Como fundamento de su decisión, el fallador después de analizar las disposiciones legales referentes a la nulidad y su legitimación, estableció que respecto a la pretensión principal, a la misma no puede accederse, al haberse determinado el plazo efectivamente y que el hecho no haber existido una hora fija, dentro del plazo pactado no constituye un argumento suficiente para considerar la falta del requisito consagrado en el numeral 3 del artículo 89 de la ley 153 de 1887.
Respecto de la pretensión subsidiaria, indicó que era carga probatoria del demandante acreditar el no pago del precio de la venta, y que las letras de cambio allegadas en copia simple, no poseen valor probatorio de conformidad con lo establecido en el artículo 254 del CP.C.
4. EL RECURSO
Inconforme con la decisión, la parte demandante formuló recurso de apelación en contra de la decisión, planteando su discrepancia, en que el haberse establecido la fecha, en el término de seis meses no constituye un plazo determinado, según el, debía indicarse el día, porque “(...) advertir o decir que la escritura se perfecciona dentro de un tiempo largo, como lo es medio año o seis meses, es generar un plazo sin consideración a condición o exigibilidad previa alguna.”
Frente a la negativa a reconocer la pretensión subsidiaria, específicamente en lo que respecta a no aceptar los títulos valores como prueba del incumplimiento, aduce que debe dárseles valor probatorio, en tanto así, se le ha reconocido en el proceso de sucesión del extinto HERIBERTO JOSÉ ROJAS MORERA3.
5. CONSIDERACIONES DE LA SALA
5.1. PRIMER PROBLEMA JURÍDICO:
¿Corresponde a la Sala determinar si en el caso bajo examen se cumplieron todos los requisitos esenciales del negocio jurídico, y en caso de faltar alguno de ellos acarrea como consecuencia inexistencia o nulidad del negocio jurídico?
5.1.2. MARCO JURÍDICO:
Ley 153 de 1987 artículo 89, sentencias de fechas 30 de julio de 1941 - LII, 24; 16 de abril de 1953 - LXXIV, 671; 29 de agosto de 1949 - LXVI, 377; 13 de octubre de 2011; 13 de diciembre de 1993; 03 de mayo de 1984, emanadas por la H. Corte Suprema de Justicia Sala de Casación Civil.

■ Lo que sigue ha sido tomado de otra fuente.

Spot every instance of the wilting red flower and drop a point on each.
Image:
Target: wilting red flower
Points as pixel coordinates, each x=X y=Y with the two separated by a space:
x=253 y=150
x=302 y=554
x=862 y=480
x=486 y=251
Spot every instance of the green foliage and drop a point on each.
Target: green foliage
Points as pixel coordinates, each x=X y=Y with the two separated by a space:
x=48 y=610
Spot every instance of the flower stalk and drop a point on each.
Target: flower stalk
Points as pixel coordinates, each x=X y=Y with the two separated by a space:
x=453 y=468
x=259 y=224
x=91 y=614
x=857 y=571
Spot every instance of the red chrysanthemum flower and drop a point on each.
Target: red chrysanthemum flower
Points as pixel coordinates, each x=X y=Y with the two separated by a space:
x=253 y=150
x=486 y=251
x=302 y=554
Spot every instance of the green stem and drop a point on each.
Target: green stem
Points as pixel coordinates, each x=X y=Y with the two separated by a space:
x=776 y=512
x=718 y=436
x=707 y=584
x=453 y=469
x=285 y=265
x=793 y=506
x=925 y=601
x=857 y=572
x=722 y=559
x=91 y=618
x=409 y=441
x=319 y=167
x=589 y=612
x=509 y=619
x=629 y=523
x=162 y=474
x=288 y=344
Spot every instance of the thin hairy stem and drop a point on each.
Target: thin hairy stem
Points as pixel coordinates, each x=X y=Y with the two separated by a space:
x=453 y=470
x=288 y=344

5.1.3. RESPUESTA AL PROBLEMA JURÍDICO:
5.1.3.1. TEORÍA DE LA INEXISTENCIA DEL NEGOCIO JURÍDICO.
El Art. 89 de la Ley 153 de 1987, establece que “la promesa de celebrar un contrato no produce obligación alguna, salvo que concurran las circunstancias siguientes:


  1. Que la promesa conste por escrito.

  2. Que el contrato a que la promesa se refiere, no sea de aquellos que la ley declara ineficaces por no concurrir los requisitos establecidos en el Art. 15114 (sic) del Código Civil.

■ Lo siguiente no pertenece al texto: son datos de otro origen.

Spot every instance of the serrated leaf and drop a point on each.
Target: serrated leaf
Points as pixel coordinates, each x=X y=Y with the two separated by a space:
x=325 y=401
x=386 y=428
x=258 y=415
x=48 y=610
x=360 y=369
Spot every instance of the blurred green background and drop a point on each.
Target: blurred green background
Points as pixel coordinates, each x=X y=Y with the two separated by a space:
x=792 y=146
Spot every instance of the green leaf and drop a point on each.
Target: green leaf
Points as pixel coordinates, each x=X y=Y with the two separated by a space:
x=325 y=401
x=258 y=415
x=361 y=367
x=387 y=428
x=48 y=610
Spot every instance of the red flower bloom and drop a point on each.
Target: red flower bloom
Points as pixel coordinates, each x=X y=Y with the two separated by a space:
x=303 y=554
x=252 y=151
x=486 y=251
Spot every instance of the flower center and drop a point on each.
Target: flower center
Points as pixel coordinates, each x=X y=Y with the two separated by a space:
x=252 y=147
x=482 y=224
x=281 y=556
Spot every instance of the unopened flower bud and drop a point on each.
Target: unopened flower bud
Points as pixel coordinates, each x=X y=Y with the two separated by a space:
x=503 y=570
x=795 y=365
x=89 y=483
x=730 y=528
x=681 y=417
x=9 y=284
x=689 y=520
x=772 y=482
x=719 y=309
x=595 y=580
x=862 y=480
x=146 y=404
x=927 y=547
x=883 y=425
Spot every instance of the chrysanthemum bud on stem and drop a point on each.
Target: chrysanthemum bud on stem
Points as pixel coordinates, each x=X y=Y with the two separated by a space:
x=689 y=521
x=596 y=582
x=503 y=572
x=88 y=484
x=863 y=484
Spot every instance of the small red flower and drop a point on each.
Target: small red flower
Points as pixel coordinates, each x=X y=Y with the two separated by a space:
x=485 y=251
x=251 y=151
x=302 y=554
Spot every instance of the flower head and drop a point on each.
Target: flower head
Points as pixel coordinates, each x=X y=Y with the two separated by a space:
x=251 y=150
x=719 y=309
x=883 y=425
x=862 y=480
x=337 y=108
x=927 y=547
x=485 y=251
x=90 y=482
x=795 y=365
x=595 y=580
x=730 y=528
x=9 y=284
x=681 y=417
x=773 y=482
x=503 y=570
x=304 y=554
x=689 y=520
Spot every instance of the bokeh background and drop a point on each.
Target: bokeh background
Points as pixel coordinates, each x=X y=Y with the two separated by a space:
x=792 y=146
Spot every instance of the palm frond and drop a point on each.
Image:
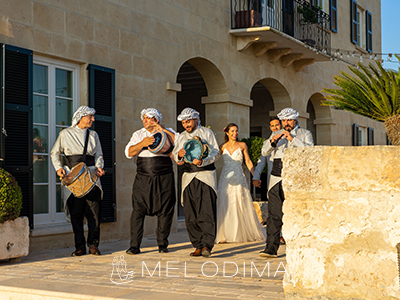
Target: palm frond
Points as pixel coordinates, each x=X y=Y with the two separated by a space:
x=370 y=91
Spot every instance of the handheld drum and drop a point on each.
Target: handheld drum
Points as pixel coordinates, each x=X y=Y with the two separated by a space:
x=195 y=149
x=80 y=180
x=162 y=143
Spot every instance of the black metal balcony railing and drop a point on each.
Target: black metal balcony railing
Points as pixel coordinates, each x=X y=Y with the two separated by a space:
x=297 y=18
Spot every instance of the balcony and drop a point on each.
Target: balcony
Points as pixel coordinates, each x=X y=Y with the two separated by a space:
x=293 y=32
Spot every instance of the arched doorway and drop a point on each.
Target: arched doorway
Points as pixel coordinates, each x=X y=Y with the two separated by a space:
x=193 y=88
x=263 y=104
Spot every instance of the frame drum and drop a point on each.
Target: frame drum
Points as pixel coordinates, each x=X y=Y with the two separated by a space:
x=80 y=180
x=195 y=149
x=162 y=143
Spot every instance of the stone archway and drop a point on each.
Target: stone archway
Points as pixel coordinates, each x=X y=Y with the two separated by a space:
x=320 y=120
x=203 y=88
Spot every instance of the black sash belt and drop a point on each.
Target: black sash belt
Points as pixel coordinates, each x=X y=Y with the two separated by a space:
x=277 y=167
x=72 y=160
x=190 y=168
x=157 y=165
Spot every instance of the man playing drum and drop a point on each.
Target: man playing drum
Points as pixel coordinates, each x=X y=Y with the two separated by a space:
x=71 y=141
x=199 y=184
x=153 y=191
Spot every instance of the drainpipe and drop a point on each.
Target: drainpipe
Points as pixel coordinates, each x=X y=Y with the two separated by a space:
x=398 y=259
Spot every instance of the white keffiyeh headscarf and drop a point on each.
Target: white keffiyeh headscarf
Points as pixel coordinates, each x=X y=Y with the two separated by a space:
x=151 y=113
x=189 y=114
x=288 y=114
x=80 y=113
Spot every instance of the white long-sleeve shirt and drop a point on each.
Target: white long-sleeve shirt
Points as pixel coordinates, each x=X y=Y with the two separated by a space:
x=208 y=177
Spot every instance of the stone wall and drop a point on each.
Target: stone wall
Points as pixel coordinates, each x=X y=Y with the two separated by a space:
x=342 y=222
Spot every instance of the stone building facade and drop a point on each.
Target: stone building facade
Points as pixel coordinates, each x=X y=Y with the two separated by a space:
x=231 y=61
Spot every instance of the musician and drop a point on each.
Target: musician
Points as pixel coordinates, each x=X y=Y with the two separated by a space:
x=289 y=137
x=153 y=191
x=274 y=125
x=71 y=142
x=199 y=184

  3. Que la promesa contenga un plazo o condición que fije la época en que ha de celebrarse el contrato.

  4. Que se determine de tal suerte el contrato, que para perfeccionarlo sólo falte la tradición de la cosa, o las formalidades legales…”

El Art. 1501 del Código Civil señala: “ELEMENTOS DEL CONTRATO. Se distinguen en cada contrato las cosas que son de su esencia, las que son de su naturaleza y las puramente accidentales.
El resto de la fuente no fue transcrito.